I am proud and honored to introduce to you Surferwife slash Triathletewife.  She is not used to hearing the words "honored" or "thank you" so go over there and give her some lovin'.  Lots of lovin':

  1. Why did you begin to blog?  I started my blog sometime in mid 2008 and I did it as a way to keep in touch with friends and family.  I also did it as a personal journal and timeline for myself because I am awful about writing things down in real life.  Baby books?  Yeah.  Pretty much a lost cause.
  2. Did you have any expectations that your husband would read your blog?  Ummm.  It wasn't really an issue when I first started out.  It was intended for me to let others know what was happening in the Surfer Household.  So, no.  No expectations in the beginning.
  3. And does he read your blog?  When I remind him and/or beg him to.  Which is like every third entry.
  4. How do you feel about that? Pretty much like crap.  I would think he might actually be interested in what I have to say via written word.  But he reminds me that 'he lives it and doesn't need to read it.'  Whatevs.  When I'm gone 50 years from now (we both know he will live longer than me), he will be feverishly reading what I wrote and kicking his own shins for not doing it when I was alive.
  5. Tell us about this Triathalon!  Inspire us.  Hubby started doing triathlon in 2006.  And I happily cheered him on from the sidelines with a Starbucks in hand.  People would ask me if I was going to do one and I would scoff in their face.  SurferWife prefers to look cute from the sidelines.  Eventually, he was super fit and I was not.  With the deadly combination of vanity and competition flowing through my veins, I told myself I could do this swim, bike, run crap and haven't looked back.  Now I feel all athletic and strong and can totally hold my own in a barfight.  I have a triathlon training blog, too.
  6. What is your favorite sport?  NFL football.  I am that girl who can sit down on a Sunday and not move my butt all day so I can watch the games.  And we have Sunday Ticket so we can watch EVERY. SINGLE. GAME.  Pretty sure this is why my husband married me.  Also pretty sure most girls would call me a traitor to the Vagine Regime but I can't help it.  And my son likes me better for my football knowledge.  Any way I can get his brownie points, you know?
  7. Did your husband train you to like it, or did you like it before you tied the knot?  My husband doesn't 'train me' to like shit.  I take that back.  He has nutured my like for ice hockey.  I wasn't a fan before he clued me in, but I am an easy sell when it comes to sports.  And beer drinking.  Again.  This is why I got the rock on my finger.  But yeah, the only 'training' my husband does with me is triathlon training.
  8. What is your favorite sport memory?  (remember, these questions are for Mr Incredible, not me)  Easy.  When the Chargers and Saints went to Superbowl 44, errr.  Oh wait.  Yeah, the Chargers blew that dream out of the water.  Again.  Go Saints!  San Diego still loves you, Drew Brees.  You get your ring and hurt P. Manning.  And tell him 'to rub some dirt on it, Johnny.'  Who gets that reference?  Anyone, Anyone?    
  9. If there was one alcoholic drink you could choose to always have, what would it be?  (specifically)  Depends where I am.  Sports bar watching a game?  I want a Blue Moon beer on tap.  On a tropical vacay?  A Mojito, hands down.  Out with the girls?  Capt n Coke.  On the round table with Chelsea Handler?  Belvedere Vodka.  
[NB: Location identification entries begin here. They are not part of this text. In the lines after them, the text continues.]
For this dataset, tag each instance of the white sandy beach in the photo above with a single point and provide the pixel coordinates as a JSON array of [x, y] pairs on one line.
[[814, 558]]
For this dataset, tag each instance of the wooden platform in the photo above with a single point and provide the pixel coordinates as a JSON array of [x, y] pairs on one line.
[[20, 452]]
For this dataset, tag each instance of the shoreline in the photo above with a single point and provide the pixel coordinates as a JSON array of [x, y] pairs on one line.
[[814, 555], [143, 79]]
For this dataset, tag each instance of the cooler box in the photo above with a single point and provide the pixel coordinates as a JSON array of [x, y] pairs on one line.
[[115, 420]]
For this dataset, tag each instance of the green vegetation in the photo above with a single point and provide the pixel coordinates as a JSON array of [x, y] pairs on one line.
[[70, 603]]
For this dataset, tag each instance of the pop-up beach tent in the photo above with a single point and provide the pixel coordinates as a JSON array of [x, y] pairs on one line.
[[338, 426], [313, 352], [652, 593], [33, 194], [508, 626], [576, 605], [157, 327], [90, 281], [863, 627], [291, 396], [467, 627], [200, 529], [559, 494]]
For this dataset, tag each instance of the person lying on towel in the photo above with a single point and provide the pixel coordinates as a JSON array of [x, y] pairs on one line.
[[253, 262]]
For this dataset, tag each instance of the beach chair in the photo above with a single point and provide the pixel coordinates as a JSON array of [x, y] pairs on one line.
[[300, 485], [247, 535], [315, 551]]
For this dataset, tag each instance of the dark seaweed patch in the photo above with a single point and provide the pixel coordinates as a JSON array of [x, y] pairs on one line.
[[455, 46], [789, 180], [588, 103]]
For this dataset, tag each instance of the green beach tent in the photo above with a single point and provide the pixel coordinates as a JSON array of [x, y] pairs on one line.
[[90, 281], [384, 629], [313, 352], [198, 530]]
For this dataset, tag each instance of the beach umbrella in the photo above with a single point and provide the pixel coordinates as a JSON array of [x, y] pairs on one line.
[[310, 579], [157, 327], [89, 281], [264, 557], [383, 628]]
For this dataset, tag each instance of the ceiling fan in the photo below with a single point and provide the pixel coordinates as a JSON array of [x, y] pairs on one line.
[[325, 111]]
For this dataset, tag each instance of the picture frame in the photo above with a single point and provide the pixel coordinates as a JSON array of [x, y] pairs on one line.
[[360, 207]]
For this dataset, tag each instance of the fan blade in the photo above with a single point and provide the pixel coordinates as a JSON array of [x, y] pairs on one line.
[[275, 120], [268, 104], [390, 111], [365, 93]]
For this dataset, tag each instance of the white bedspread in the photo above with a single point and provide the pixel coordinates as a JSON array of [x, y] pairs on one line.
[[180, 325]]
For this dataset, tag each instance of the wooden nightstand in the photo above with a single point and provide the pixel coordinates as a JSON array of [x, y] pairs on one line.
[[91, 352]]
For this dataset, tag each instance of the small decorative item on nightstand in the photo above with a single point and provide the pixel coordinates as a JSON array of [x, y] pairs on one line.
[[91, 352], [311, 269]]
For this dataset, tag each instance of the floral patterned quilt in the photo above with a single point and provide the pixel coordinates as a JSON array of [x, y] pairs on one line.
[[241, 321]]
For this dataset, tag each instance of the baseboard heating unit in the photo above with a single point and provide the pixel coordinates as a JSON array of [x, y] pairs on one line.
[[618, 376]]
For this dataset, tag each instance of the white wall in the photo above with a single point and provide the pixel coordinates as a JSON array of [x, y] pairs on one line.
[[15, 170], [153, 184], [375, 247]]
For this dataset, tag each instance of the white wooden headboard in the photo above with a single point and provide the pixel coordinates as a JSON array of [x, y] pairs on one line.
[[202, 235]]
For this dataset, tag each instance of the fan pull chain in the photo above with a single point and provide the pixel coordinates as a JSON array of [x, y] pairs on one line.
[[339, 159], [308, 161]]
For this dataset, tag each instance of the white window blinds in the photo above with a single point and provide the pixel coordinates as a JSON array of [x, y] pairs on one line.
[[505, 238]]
  1. Gee. Reading this back I sorta sound like an A-Hole. Whoopsies.

    Hope Mr. Incredible finds it interesting enough to read.

  2. Well, I say a good way to get him to read is to start putting his sex fantasies on here.

    I mean...

    He'd have to come deny or confirm it, right?

  3. I don't think you sounded like an a-hole Surferwife!

  4. YAY SURFER WIFE! Ummm Monique - You could never sound like an a-hole. This is a great interview!

  5. Monique. You do not sound like an A-hole. You sound sassy, because YOU ARE. :)

  6. Be glad he doesn't. My wife reads mine, then spends the rest of the day bitching about how mean my posts are. I really wish she didn't read it.

    I got your reference to the Movie....
    here's the first part..."Coach, I broke my dick!"

    Go Colts!

  7. i heart surferwoman.

    and i love incredible week!

  8. I'm going to make sure my hubs doesn't read THIS post. I don't want him to be able to confirm that he married the wrong woman. I'm pretty sure he would like a sportyspice girl like Monique better. :D Loved the interview!